Viasat and MIT Sloan are calling for a new business aviation connectivity standard centered on passenger Quality of Experience (QoE).
Industry conversations often measure in-flight internet by peak speed. Viasat and researchers at MIT Sloan argue that private aviation operators should instead prioritize business aviation connectivity outcomes that passengers actually feel: reliability, low latency, and successful user tasks. The goal is clearer service guarantees and better onboard experiences for CEOs, teams, and high-value travelers.
Viasat has rolled this idea into a commercial offering: JetXP’s iQe platform. iQe combines analytics and AI to produce a real-time QoE score for private-jet passengers, moving measurement from raw Mbps to metrics tied to user outcomes. That means tracking dropouts, response times, and whether core tasks—video calls, file transfers, streaming—work end-to-end.
The pitch is pragmatic. For operators and FBOs (fixed-base operators), QoE provides actionable signals instead of chasing headline speeds that rarely reflect in-cabin performance. For vendors and integrators, a QoE-driven approach creates a shared language: reliability percentages, latency bands, and task-success rates instead of isolated throughput numbers.
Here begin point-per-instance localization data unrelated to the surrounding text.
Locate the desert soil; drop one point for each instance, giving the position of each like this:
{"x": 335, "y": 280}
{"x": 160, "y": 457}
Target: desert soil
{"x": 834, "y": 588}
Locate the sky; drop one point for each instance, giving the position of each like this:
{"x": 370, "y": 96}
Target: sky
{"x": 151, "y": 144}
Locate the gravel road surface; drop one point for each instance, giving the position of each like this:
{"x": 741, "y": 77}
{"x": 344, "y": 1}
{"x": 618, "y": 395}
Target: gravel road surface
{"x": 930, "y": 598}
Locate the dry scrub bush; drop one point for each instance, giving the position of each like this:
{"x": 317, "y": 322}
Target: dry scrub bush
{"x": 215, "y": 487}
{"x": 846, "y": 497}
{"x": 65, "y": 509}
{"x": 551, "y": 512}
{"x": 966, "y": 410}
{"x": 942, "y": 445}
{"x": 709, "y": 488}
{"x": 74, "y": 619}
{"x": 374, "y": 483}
Viasat’s JetXP iQe highlights how AI and continuous analytics can translate network telemetry into a single passenger-facing score. That score can be used to route traffic, prioritize maintenance, or trigger alerts to inflight IT support. The broader hope—endorsed by MIT Sloan’s analysis—is that industry-wide adoption of QoE metrics will lift overall satisfaction, reduce disputes over service levels, and improve operational efficiency across fleets.